Alexandra MacDermott

Alexandra MacDermott, D.Phil.

Associate Professor of Physical Chemistry,
College of Science and Engineering

Contact number: 281-2283-3773
Email: macdermott@uhcl.edu
Office: B3531

Areas of Expertise

Alexandra MacDermott received her doctorate from Oxford University in Physical Chemistry. Her work is aimed at elucidating the origin of enantiometric bias in nature. To that end a large part of her efforts are currently directed towards ab initio calculations of molecular parity violating effects.

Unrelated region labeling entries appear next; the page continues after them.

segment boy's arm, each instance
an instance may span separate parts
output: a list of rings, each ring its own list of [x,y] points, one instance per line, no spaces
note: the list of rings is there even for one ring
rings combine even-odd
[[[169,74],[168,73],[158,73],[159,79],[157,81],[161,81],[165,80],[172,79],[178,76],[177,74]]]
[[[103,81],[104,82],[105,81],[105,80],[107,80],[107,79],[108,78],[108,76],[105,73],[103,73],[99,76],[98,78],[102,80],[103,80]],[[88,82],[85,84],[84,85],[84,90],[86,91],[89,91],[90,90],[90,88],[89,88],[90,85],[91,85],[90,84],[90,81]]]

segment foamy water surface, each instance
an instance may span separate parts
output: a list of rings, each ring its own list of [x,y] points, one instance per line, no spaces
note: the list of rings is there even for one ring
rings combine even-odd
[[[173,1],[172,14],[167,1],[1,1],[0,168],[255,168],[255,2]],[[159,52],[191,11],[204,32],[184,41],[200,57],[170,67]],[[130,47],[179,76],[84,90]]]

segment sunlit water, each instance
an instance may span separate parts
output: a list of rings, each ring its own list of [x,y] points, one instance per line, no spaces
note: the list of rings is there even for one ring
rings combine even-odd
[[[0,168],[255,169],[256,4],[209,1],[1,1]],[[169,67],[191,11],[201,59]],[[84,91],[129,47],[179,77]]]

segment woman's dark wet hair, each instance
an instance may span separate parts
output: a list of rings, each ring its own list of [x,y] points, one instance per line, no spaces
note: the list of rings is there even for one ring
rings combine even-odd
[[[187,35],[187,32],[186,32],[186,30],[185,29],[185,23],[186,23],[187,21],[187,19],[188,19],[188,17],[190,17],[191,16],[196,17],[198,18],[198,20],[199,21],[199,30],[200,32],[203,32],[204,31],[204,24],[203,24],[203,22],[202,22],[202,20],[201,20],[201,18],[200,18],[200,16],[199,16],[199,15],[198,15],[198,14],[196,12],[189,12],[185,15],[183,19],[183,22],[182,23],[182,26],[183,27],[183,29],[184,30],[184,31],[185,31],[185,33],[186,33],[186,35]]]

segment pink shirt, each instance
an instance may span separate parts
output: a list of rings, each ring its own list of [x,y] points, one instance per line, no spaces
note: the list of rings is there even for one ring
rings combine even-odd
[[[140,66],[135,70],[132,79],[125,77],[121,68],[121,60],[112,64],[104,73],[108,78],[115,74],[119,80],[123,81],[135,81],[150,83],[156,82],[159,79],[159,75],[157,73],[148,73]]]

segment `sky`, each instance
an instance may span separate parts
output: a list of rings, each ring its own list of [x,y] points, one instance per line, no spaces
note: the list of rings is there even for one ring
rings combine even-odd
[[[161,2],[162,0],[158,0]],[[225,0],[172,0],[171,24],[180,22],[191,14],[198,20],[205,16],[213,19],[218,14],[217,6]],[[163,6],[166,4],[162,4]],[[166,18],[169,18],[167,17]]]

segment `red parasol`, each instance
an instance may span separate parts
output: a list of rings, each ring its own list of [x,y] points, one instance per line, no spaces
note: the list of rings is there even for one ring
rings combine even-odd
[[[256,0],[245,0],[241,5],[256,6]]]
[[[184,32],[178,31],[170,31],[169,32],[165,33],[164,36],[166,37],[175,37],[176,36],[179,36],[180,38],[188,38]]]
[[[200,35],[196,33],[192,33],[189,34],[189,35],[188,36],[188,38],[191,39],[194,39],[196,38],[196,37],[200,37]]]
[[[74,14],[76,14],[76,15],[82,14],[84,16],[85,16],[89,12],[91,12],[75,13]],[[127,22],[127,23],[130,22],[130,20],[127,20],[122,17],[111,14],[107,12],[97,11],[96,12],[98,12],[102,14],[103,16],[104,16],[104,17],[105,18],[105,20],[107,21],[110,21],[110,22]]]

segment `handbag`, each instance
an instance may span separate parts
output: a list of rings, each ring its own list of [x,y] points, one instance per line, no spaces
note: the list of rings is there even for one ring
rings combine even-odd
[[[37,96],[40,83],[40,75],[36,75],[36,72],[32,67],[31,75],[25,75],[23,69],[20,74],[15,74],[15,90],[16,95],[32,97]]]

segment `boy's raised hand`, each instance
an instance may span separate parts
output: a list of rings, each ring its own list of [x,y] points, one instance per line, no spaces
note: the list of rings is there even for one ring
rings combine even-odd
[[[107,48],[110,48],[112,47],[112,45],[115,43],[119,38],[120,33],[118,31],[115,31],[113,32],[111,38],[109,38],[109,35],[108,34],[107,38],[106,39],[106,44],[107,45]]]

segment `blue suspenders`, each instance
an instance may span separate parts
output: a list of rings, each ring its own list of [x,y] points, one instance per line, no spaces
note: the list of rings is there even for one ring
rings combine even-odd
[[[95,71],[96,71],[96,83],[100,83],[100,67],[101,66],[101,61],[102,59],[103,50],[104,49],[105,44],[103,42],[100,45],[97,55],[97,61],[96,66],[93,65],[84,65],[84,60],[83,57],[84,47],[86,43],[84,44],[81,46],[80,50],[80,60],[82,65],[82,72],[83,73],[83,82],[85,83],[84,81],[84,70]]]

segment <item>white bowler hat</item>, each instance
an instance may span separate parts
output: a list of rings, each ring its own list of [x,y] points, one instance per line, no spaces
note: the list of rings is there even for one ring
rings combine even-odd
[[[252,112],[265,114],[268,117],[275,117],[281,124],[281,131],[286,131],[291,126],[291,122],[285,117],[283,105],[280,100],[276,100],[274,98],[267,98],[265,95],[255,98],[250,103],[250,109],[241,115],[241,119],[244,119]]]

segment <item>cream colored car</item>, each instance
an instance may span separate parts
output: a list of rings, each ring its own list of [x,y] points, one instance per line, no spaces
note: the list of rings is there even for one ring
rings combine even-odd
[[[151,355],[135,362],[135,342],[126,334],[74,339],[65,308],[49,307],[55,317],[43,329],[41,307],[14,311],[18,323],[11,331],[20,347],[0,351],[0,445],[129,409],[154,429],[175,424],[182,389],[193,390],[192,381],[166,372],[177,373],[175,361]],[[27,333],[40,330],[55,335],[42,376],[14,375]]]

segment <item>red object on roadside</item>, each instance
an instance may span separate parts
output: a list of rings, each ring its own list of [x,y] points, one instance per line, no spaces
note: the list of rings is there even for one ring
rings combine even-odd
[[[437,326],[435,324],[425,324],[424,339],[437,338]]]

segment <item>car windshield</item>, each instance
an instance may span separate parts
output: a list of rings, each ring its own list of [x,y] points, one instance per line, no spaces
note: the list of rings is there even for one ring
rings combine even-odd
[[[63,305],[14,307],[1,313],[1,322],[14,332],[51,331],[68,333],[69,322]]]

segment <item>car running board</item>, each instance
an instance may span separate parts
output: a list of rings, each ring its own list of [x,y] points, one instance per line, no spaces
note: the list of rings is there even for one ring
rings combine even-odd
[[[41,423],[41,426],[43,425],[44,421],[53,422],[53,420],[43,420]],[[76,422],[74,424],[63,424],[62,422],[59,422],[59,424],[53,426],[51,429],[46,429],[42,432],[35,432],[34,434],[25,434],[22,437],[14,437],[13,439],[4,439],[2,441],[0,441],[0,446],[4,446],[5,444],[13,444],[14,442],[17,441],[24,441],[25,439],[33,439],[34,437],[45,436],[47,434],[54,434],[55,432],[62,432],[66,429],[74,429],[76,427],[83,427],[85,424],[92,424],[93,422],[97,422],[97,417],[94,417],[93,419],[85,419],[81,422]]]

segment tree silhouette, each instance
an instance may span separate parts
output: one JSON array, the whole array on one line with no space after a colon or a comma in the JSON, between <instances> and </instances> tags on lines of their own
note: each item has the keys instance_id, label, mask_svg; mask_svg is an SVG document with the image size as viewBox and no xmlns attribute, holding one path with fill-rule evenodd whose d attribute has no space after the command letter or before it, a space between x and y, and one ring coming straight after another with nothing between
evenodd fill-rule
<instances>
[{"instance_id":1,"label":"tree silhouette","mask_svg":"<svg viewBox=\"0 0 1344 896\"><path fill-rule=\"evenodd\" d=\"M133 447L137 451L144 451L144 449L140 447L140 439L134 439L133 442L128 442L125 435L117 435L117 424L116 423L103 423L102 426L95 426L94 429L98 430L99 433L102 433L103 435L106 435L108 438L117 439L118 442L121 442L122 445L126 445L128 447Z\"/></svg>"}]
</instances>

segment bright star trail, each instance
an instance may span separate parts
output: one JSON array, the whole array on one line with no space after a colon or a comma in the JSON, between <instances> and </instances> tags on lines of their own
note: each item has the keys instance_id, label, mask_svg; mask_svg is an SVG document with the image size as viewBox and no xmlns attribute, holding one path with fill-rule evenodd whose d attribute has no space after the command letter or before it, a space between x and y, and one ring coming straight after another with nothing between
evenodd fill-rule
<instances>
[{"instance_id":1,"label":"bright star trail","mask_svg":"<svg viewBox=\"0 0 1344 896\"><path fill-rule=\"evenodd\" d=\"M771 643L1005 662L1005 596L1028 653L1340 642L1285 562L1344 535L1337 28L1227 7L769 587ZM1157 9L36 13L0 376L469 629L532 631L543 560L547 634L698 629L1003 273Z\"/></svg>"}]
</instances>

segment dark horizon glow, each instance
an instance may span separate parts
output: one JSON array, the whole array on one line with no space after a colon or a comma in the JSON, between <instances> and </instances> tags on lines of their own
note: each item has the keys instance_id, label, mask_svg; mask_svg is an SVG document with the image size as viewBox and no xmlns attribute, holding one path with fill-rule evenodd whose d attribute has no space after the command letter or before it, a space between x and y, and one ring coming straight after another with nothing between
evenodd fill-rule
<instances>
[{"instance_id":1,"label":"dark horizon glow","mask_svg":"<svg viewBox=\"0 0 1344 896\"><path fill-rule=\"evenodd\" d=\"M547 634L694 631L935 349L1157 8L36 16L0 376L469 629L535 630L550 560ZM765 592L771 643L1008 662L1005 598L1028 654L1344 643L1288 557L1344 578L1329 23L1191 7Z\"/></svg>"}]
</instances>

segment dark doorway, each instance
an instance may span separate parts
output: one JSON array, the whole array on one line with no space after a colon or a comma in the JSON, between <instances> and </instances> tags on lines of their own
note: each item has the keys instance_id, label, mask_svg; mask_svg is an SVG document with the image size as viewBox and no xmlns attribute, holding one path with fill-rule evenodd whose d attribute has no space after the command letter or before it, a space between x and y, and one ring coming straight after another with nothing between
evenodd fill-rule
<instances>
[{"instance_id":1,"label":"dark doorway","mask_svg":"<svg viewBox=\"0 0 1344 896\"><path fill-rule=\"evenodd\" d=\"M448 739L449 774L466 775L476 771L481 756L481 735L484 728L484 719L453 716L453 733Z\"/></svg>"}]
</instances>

She is also pursing research aimed at using chirality as the signature of life in the universe.


Publications

A.J.MacDermott "Stephen Mason Review: The Ascent of Parity-Violation: Exochirality in the Solar System and Beyond", Enantiomer (2000) 5 153-168


Courses (Current Academic Year)


   
Courses Taught    
Physical Chemistry I CHEM 4231  
Physical Chemistry II CHEM 4232  
Biochemistry I CHEM 4431   BIOL 4431
Modern Spectroscopy CHEM 4931 CHEM 5931
Symmetry in Chemistry CHEM 5931  
Origins CHEM 4931 CHEM 5931


Research Projects

Dr MacDermott's research interests lie in the broad area of *chirality*, encompassing not only the theoretical calculation of parity-violating and other enantioselective effects and chiroptical properties, but also chirality as a *signature* of life, in particular the chiroptical detection of life on other planets: although herself primarily a theoretician, she leads an international group, the SETH Consortium, which is currently developing space polarimeters in Moscow to Search for Extra-Terrestrial Homochirality (SETH) on Mars.

She is a Co-Investigator on the COSAC experiment of the Rosetta mission to Comet Wirtanen, and an Adjunct Scientist on the Beagle 2 Mars Lander. Her current work is the ab initio calculation of molecular parity-violating effects (in particular the *parity-violating energy difference* or *PVED* between enantiomers, and also enantioselective beta-radiolysis) which may play a role in explaining the *origin* of chirality - i.e. *why* life is based on L-amino acids and not their D mirror images.